Filippo l’aveva abbandonato, e in quel momento aveva un inciucio senza impegno con Carmela, una compagna di corso. Non aveva più la milza, si era dovuto imbottire di vaccini per quello, ma quel giorno sarebbe diventato un dottore.
Era passato un anno esatto da quel giorno, perché la vita a volte era così. Il giorno della sua laurea era anche l’anniversario del giorno che aveva perso il suo segreto, un organo interno non vitale, e la persona che era convinto di amare.
Aveva provato a chiamare Filippo, quando si era svegliato, ma lui era stato del tutto irreperibile. Aveva cercato di contattarlo dappertutto, non sapeva neanche come stesse, non si era accorto di cosa gli avessero fatto mentre lui era incosciente, ma non c’era stato modo, aveva persino smesso di giocare.

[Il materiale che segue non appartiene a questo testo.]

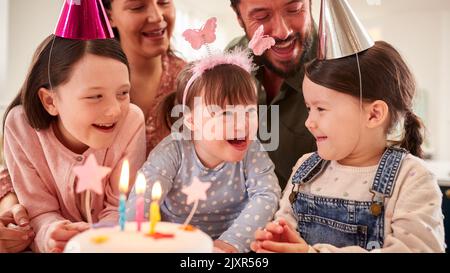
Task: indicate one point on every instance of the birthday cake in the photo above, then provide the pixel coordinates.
(168, 238)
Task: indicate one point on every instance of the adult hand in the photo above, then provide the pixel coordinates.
(15, 230)
(62, 232)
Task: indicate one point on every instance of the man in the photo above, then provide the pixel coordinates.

Sapeva che aveva mantenuto i contatti con Sara, la sua collega che era con loro nel server, ma per quanto lui chiedesse non si scuciva mai, e alla fine si era stancato di indagare ed era andato… avanti, più o meno. Più meno che più.
Così si presentò in facoltà all’aula magna con l’abito che lo faceva sudare sette camicie, si sarebbe tolto la giacca dopo la proclamazione, quando fosse uscito in strada. Anche Sara si sarebbe laureata quel giorno, avevano dato l’ultimo esame insieme, eppure non ci aveva proprio pensato, tutto si era aspettato meno che–
«Ciao.»
Strana voce familiare. Si voltò con la fronte aggrottata, impensierito nel tentativo di riconoscerla, e quando lo vide rimase di sasso.
Lui era là. Si era fatto la barba, era in camicia, sembrava tanto sconvolto di averlo trovato lì quanto lui, e per un attimo pensò di distogliere lo sguardo e continuare a camminare senza salutarlo.
Non lo fece.
«We.»
«Anche… anche tu qui?»
Alzò un sopracciglio cercando di mantenere un’espressione neutrale. Era così incazzato, e Filippo così bello, e voleva tanto dargli un pugno e abbracciarlo più forte che poteva, e ridergli in faccia e iniziare a singhiozzare, Cristo, quanto gli era mancato. «Sai com’è, mi laureo.»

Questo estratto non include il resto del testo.